Displayed as a sidebar in Microsoft’s desktop e-mail program, Outlook, Xobni (pronounced zob-nee) enriches it with a bunch of interesting features like it indexes all the e-mail in Outlook and makes those messages quickly and easily searchable as well as automatically extracts phone numbers from e-mails and offers in-depth email analytics.
It also offers quick search, threaded conversations, people-centric navigation, easy attachment discovery and one click scheduling.
"Xobni analyzes mountains of data and shows you what matters -- your relationships, your communication habits, context around messages -- information trapped in email that's often lost or forgotten," said Matt Brezina, co-founder of Xobni. "Exposing that data to people is incredibly valuable; it reveals a network of relationships that email software designed 20 years ago leaves disjointed.

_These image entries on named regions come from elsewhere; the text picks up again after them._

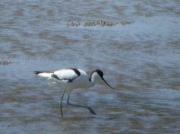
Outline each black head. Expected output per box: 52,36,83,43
94,69,104,78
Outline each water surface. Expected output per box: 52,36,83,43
0,0,180,134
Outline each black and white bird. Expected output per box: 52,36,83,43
34,68,114,117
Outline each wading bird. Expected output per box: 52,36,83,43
34,68,114,117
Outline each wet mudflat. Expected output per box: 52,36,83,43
0,0,180,134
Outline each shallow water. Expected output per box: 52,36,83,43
0,0,180,134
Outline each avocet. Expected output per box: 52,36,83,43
34,68,114,117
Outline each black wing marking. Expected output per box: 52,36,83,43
70,68,81,76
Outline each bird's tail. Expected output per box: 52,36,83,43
34,71,53,78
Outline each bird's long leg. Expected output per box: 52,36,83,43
67,91,96,115
60,88,66,117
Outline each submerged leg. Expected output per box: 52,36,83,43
67,91,96,115
60,89,66,117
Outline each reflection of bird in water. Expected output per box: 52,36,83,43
34,68,113,117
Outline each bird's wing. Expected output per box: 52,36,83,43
52,68,81,82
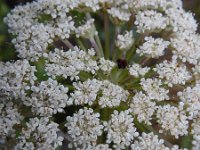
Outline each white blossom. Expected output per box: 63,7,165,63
135,10,169,33
0,100,23,136
136,37,170,58
155,57,192,86
65,108,103,149
45,47,99,80
131,132,169,150
75,19,96,39
98,80,129,108
104,110,138,150
156,104,189,138
140,78,169,101
129,63,150,77
70,79,102,105
130,92,156,125
0,60,37,99
178,84,200,119
15,117,63,150
24,78,69,116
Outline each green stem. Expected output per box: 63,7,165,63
112,26,120,60
86,13,104,58
104,12,110,59
76,39,87,50
62,39,74,49
94,34,104,57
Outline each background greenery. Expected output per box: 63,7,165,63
0,0,200,61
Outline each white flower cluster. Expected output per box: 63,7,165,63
131,132,169,150
0,60,36,99
24,78,69,116
0,100,23,138
65,108,103,149
154,57,192,86
178,84,200,120
130,92,156,125
135,10,169,33
129,63,150,77
0,0,200,150
157,105,189,138
140,78,169,101
137,37,170,58
45,47,99,80
70,79,128,108
104,110,139,150
15,117,63,150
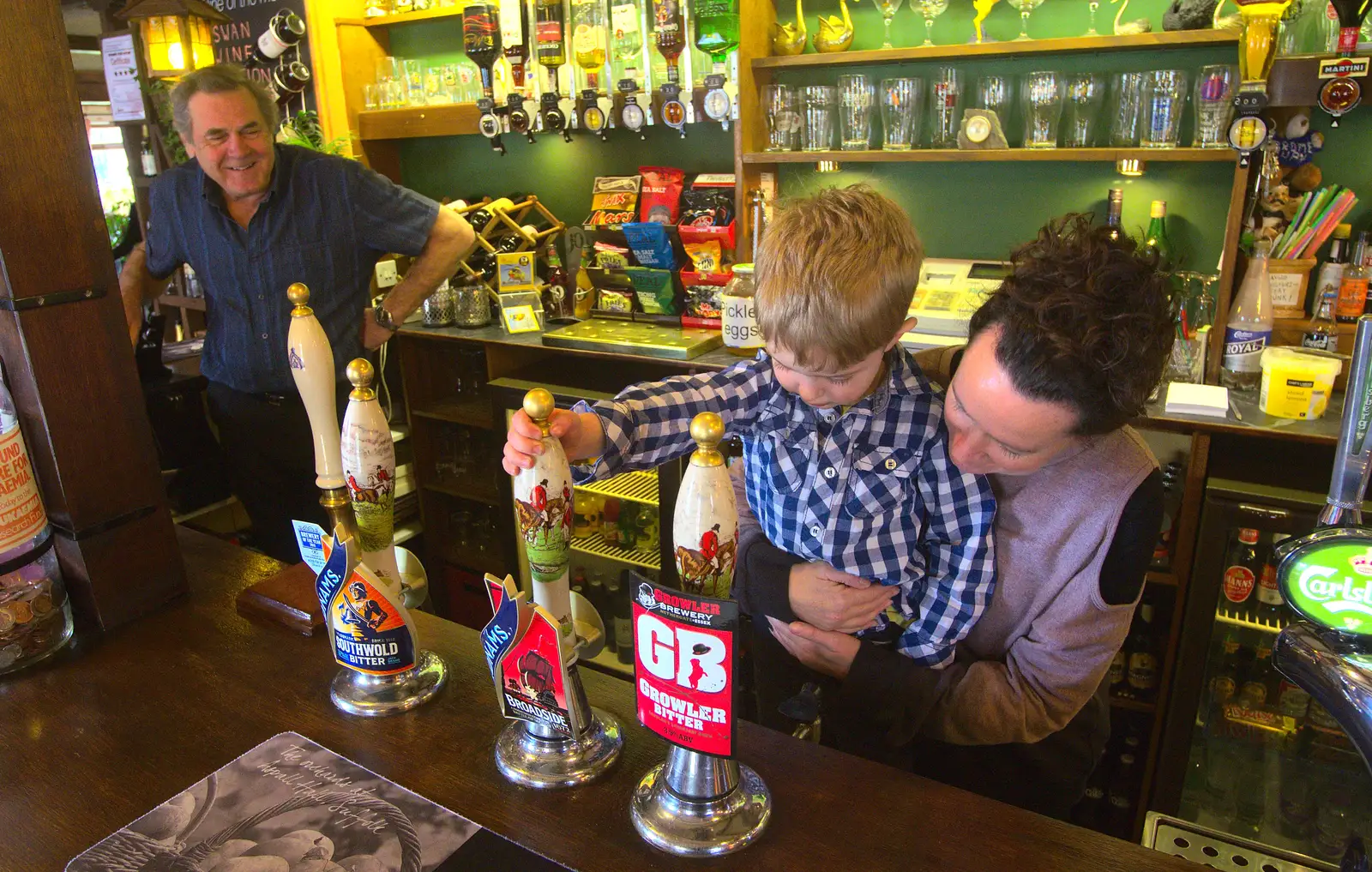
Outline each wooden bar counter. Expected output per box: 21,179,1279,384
0,529,1194,872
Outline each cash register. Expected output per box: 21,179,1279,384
900,258,1010,351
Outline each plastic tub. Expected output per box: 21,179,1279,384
1258,347,1343,421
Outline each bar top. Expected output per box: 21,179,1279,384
0,529,1194,872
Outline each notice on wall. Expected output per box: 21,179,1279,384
100,33,142,122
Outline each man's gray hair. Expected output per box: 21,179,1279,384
172,63,281,140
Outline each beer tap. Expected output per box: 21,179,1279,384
1272,316,1372,806
483,388,624,787
286,282,448,717
629,412,771,857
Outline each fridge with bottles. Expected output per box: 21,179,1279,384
1150,478,1372,870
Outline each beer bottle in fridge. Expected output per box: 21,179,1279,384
1221,526,1262,606
1254,533,1290,627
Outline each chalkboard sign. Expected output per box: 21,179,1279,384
208,0,317,118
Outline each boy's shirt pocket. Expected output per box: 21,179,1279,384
844,447,924,518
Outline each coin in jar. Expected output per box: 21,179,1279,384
9,600,33,624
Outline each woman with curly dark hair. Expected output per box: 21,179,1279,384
734,215,1175,817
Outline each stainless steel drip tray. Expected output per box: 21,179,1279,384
544,318,725,361
1143,812,1339,872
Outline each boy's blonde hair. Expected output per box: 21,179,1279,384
753,185,924,370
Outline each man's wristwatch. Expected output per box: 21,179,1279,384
372,303,400,334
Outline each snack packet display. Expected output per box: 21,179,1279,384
638,165,686,224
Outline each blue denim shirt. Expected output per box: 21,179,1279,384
147,146,437,394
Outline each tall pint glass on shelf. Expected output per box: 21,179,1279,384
0,367,71,675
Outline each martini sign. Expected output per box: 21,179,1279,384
1278,529,1372,636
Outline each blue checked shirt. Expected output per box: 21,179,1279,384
572,351,996,666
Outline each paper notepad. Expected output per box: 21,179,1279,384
1166,382,1230,418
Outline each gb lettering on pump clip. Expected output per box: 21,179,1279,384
505,91,533,142
704,73,732,130
659,82,686,139
581,87,609,142
538,91,572,142
616,78,647,140
476,98,505,155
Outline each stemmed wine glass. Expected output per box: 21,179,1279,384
1010,0,1043,43
876,0,906,48
911,0,949,45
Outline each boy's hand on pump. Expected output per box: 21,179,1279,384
501,409,605,476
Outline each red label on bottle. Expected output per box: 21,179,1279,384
533,21,563,43
1224,566,1257,602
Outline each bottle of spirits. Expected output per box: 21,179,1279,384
653,0,686,85
1301,287,1342,351
609,0,643,82
462,3,501,99
501,0,528,91
1335,231,1368,323
1106,188,1123,241
572,0,606,91
1143,200,1177,273
1219,240,1272,391
1313,224,1353,316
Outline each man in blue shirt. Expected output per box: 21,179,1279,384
119,64,475,561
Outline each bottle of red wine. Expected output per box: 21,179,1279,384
462,3,501,98
250,9,304,69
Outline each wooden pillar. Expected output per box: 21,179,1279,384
0,0,185,629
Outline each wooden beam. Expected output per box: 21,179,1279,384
0,0,185,629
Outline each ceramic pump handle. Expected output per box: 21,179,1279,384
672,412,738,599
513,388,572,636
286,282,343,490
1320,316,1372,525
341,358,400,590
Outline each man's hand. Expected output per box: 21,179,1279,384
501,409,605,476
362,309,395,351
789,561,900,634
767,617,862,680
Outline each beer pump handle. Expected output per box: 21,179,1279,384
286,282,345,490
1320,316,1372,526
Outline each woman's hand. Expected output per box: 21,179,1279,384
767,616,862,680
789,561,900,634
501,409,605,476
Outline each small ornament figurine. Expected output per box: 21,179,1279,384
771,0,809,55
815,0,858,52
972,0,996,43
672,412,738,598
1110,0,1152,36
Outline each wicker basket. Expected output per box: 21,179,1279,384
67,774,424,872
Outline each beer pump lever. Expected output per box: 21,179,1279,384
1272,316,1372,790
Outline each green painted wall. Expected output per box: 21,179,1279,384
378,0,1372,268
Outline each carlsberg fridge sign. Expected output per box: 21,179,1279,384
1279,535,1372,636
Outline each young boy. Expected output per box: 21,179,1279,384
503,185,995,666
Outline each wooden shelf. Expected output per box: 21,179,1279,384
334,6,466,27
1144,570,1177,586
410,399,494,430
753,29,1239,70
1110,695,1158,714
357,103,482,141
156,293,204,311
420,478,501,506
743,148,1235,163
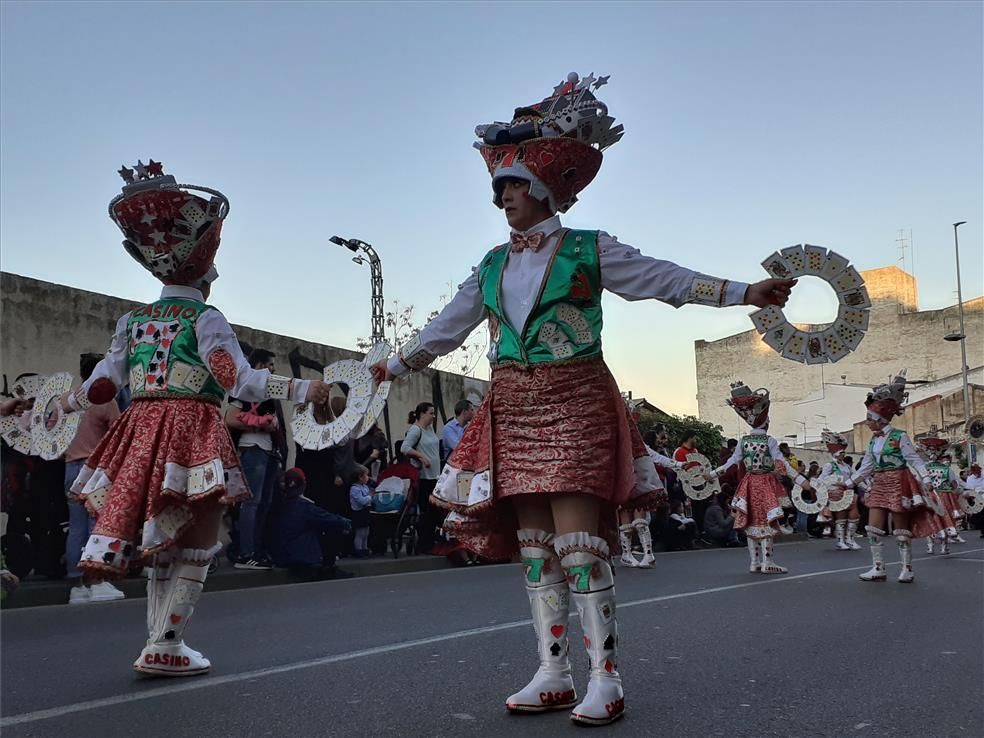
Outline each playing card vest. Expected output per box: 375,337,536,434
926,461,954,492
478,231,602,366
127,298,225,402
868,428,905,472
741,435,776,474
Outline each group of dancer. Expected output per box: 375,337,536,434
34,69,972,725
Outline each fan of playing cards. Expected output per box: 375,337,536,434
751,244,871,364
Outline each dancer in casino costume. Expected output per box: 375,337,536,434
62,160,329,676
845,369,943,584
819,429,861,551
374,74,794,725
705,382,810,574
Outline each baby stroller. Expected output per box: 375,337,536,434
369,475,417,558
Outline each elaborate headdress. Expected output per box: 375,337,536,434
109,159,229,286
916,431,950,459
727,382,770,428
820,428,848,454
474,72,624,213
864,369,909,423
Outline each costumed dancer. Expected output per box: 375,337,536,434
819,429,861,551
62,160,329,676
916,433,973,554
374,74,794,725
706,382,810,574
845,369,942,583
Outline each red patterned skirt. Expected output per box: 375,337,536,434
431,359,666,559
864,469,945,538
731,472,786,538
72,399,250,575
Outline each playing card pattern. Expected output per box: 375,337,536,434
750,244,871,364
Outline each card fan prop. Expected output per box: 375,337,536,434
749,244,871,364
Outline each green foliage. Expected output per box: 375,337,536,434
639,411,724,464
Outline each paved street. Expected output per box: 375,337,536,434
0,534,984,738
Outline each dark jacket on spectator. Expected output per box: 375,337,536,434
271,496,350,566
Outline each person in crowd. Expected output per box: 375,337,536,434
402,402,441,553
441,400,475,465
271,467,352,579
349,464,372,559
225,348,283,571
704,484,741,548
61,161,330,677
65,354,124,605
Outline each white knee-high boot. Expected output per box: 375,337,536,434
506,529,577,712
133,544,222,676
554,532,625,725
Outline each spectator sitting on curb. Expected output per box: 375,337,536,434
271,468,352,579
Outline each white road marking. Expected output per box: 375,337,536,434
0,548,984,728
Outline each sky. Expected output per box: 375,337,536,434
0,0,984,413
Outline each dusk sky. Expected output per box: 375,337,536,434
0,0,984,412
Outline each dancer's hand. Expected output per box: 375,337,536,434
743,279,798,307
369,359,396,384
304,379,331,405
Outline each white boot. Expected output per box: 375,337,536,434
506,529,577,712
133,544,222,676
858,525,886,582
748,538,762,574
759,538,788,574
554,532,625,725
632,518,656,569
844,520,861,551
892,530,916,584
618,523,639,567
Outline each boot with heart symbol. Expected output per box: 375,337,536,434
133,544,221,676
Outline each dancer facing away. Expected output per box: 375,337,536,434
845,369,943,584
374,74,795,725
819,429,861,551
62,160,329,676
706,382,810,574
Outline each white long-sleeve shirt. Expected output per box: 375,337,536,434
847,425,928,487
387,215,748,376
711,428,806,486
69,285,310,403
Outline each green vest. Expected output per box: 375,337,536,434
868,428,905,471
741,434,776,472
478,231,602,367
926,461,955,492
126,298,225,402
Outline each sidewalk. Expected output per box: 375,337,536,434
3,556,453,610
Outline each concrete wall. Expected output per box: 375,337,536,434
0,272,488,454
694,267,984,444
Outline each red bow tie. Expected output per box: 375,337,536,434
509,231,546,252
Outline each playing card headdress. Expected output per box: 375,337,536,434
109,159,229,286
474,72,624,213
727,382,770,428
820,428,848,453
864,369,909,423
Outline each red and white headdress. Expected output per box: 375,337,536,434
864,369,909,423
727,382,771,428
475,72,624,213
820,428,848,454
916,431,950,460
109,159,229,286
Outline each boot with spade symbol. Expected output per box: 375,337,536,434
133,544,221,676
554,532,625,725
506,529,577,712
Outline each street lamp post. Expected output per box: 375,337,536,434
328,236,386,344
953,220,970,464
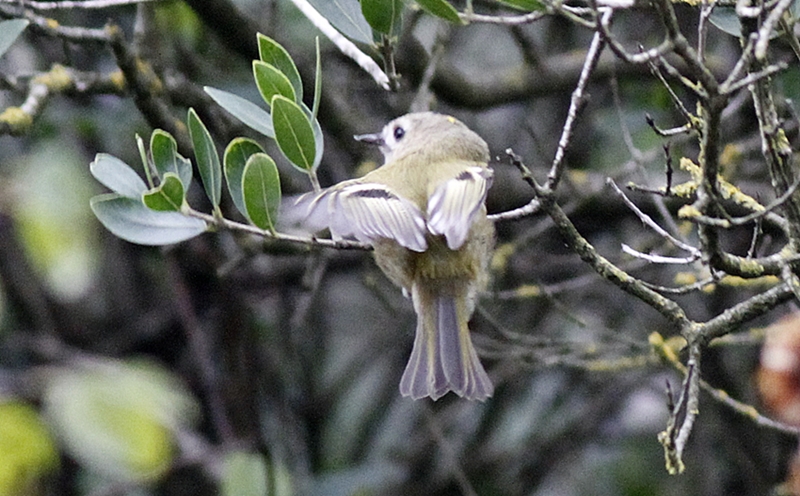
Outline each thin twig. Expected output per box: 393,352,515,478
547,9,614,190
291,0,391,90
606,178,701,260
0,0,159,10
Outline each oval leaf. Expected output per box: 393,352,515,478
150,129,192,189
242,153,281,231
89,193,206,246
308,0,372,45
257,33,303,101
203,86,275,138
222,138,264,217
142,172,185,212
89,153,147,200
416,0,464,24
253,60,297,104
187,108,222,209
361,0,403,35
0,19,30,56
272,96,316,172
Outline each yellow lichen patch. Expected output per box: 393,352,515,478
678,205,703,219
514,284,542,298
673,272,697,286
33,64,72,92
719,143,742,166
719,276,781,287
0,107,33,135
680,157,702,181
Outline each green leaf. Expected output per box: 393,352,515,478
203,86,275,138
150,129,192,189
272,96,317,172
0,19,30,57
242,153,281,231
89,153,147,200
89,193,206,245
187,108,222,209
142,172,186,212
416,0,464,24
311,36,322,121
309,0,372,45
220,451,270,496
361,0,403,36
253,60,297,104
311,109,325,170
257,33,303,101
136,133,156,188
44,359,198,484
222,138,264,217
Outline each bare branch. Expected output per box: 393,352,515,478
284,0,390,90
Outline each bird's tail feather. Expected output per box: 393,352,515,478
400,285,494,401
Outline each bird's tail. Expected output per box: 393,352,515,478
400,284,494,401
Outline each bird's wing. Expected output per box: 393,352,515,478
428,166,493,250
296,181,428,252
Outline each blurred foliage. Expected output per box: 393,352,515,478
0,0,800,496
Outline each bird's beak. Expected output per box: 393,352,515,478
353,133,384,146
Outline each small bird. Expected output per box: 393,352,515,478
296,112,495,401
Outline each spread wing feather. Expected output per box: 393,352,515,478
427,167,493,250
296,182,428,252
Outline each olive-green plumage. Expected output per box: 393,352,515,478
299,112,495,401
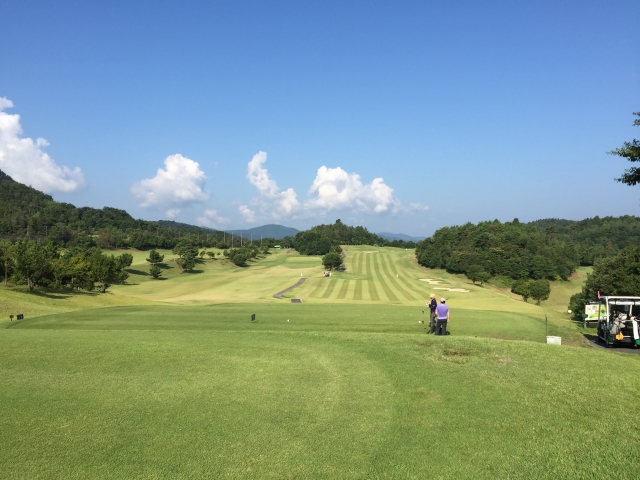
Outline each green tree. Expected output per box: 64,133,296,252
0,240,15,287
115,253,133,276
529,279,551,305
607,112,640,186
173,238,199,258
477,270,491,286
15,240,53,290
322,252,342,270
146,250,164,265
511,280,531,302
465,265,484,283
149,263,162,279
89,248,129,293
569,246,640,320
176,251,196,272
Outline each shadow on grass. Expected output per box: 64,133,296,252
127,268,149,277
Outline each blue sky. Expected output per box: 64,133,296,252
0,1,640,236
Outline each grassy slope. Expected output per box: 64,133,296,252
0,316,640,479
0,247,640,479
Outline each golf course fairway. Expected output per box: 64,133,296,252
0,246,640,479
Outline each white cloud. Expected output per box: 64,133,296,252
198,210,229,228
131,154,209,218
305,166,400,213
238,205,256,223
409,203,429,212
248,152,300,222
165,208,180,218
0,97,85,193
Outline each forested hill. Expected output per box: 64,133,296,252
416,219,579,279
293,219,415,255
529,215,640,265
0,171,234,248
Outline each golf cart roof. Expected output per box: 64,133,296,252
600,296,640,305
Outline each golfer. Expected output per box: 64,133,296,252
436,297,451,335
427,293,438,334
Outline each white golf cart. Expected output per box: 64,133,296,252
598,297,640,348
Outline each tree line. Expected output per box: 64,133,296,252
569,245,640,321
416,218,579,281
0,239,133,293
0,171,275,250
294,219,416,255
529,215,640,266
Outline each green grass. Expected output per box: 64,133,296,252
0,310,640,479
0,246,640,479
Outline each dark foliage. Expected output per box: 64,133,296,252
416,219,578,280
569,246,640,320
529,215,640,265
296,219,415,255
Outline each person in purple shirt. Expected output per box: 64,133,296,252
427,293,438,334
436,298,451,335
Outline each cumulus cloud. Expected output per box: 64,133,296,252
409,203,429,212
198,210,229,228
0,97,85,193
306,166,399,213
131,154,209,218
238,205,256,223
248,152,300,222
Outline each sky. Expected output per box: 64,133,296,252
0,0,640,237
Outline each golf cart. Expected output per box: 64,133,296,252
598,297,640,348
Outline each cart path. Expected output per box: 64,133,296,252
273,278,306,298
583,333,640,355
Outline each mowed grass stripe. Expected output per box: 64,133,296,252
353,280,362,300
338,280,349,299
364,253,380,300
322,278,338,298
347,253,362,273
372,254,398,302
399,274,428,298
380,254,416,300
309,278,326,298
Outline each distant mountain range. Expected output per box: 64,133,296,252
376,232,426,242
226,224,300,240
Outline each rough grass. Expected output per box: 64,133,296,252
0,246,620,479
0,314,640,479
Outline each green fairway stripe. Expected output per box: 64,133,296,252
364,253,380,300
372,254,398,302
309,278,327,298
353,280,362,300
322,278,338,298
338,280,349,299
400,273,428,298
353,253,362,273
380,254,416,300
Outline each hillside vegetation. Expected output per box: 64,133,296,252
416,219,579,280
529,215,640,265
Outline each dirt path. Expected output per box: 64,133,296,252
273,278,306,298
583,334,640,355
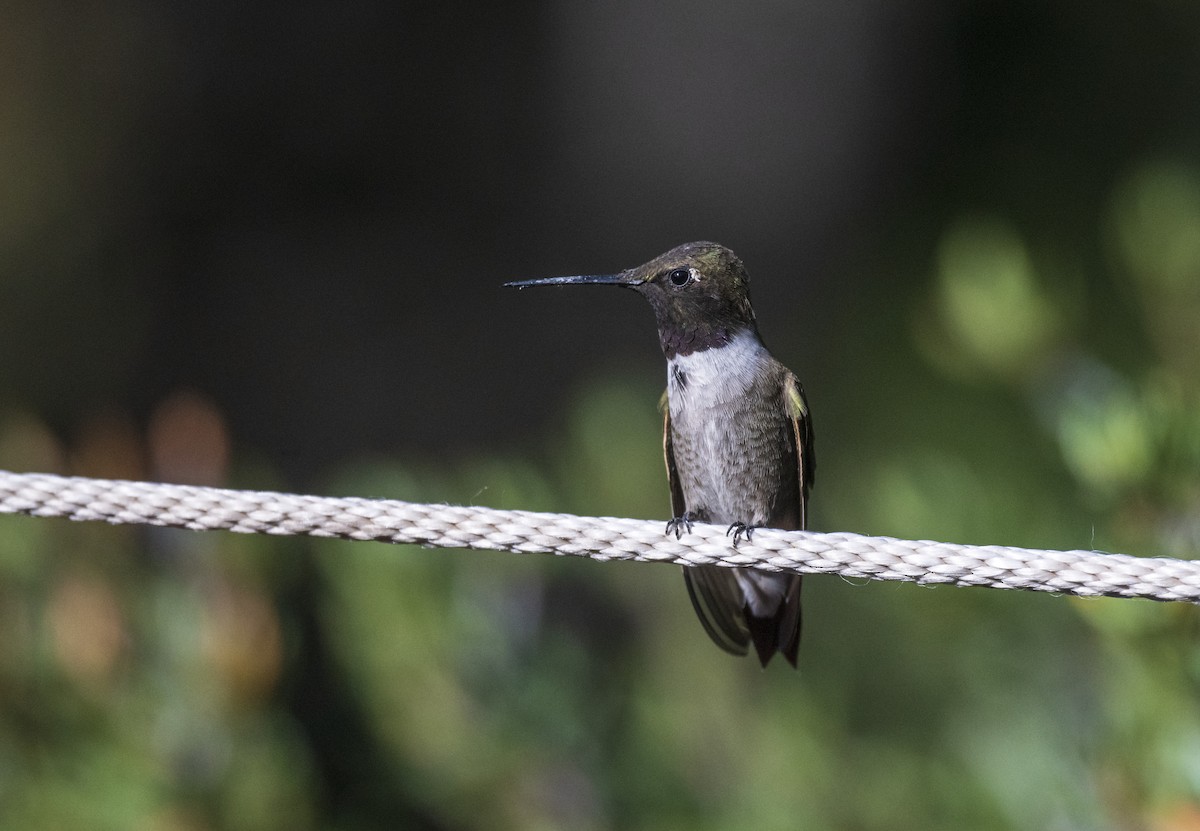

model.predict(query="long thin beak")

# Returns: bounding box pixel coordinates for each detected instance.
[504,271,642,288]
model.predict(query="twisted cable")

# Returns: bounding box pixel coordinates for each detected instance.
[0,471,1200,603]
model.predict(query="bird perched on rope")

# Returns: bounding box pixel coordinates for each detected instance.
[505,243,814,666]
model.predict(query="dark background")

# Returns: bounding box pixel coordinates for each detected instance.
[0,0,1200,830]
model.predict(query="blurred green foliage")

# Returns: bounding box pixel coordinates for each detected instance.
[0,2,1200,831]
[0,144,1200,830]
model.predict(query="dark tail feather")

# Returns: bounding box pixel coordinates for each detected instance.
[745,576,800,666]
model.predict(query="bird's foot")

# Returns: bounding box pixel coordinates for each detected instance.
[725,522,762,548]
[667,510,697,539]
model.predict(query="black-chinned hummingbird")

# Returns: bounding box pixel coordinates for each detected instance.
[505,243,814,666]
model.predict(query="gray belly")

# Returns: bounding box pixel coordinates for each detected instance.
[671,395,798,526]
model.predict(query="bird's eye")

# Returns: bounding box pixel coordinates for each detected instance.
[667,268,691,287]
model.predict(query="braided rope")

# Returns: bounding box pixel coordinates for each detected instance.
[0,471,1200,603]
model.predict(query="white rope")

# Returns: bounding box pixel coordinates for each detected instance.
[0,471,1200,603]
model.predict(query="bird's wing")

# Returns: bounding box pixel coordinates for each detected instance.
[784,372,817,530]
[662,395,750,654]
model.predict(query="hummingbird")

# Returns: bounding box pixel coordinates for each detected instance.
[505,243,814,666]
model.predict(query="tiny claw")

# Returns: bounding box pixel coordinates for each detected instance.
[667,513,692,539]
[725,522,758,548]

We connect the dots to draw a clearer picture of every aspect of your life that flows through email."
Xobni, the San Francisco-based startup has launched the beta version of Outlook add-on with a single goal- find what you need, when you need it. The company said the plug-in enables users easily find anything in their inbox -- people, messages or attachments -- faster than anything currently available in Outlook.
Launched in 2003, Microsoft Outlook or Outlook is a personal information manager from Redmond giant Microsoft, and is part of the Microsoft Office suite. It is the world’s most popular e-mail tool, used by hundreds of millions of people worldwide. Although often used mainly as an e-mail application, it also provides a calendar, task and contact management, note taking, a journal and web browsing.
However, Mr. Adam Smith, the 23-year-old co-founder of Xobni, thinks that email volume is now growing rapidly and Microsoft Outlook is so poorly suited for most people’s intensive e-mail habits.
“Using Outlook today is like taking a Volkswagen Beetle into space,” Mr. Smith said. “People are kind of exerting all these stresses upon it that it wasn’t originally designed to withstand.”
The software is available for free download at www.xobni.com, and will also be sold to companies.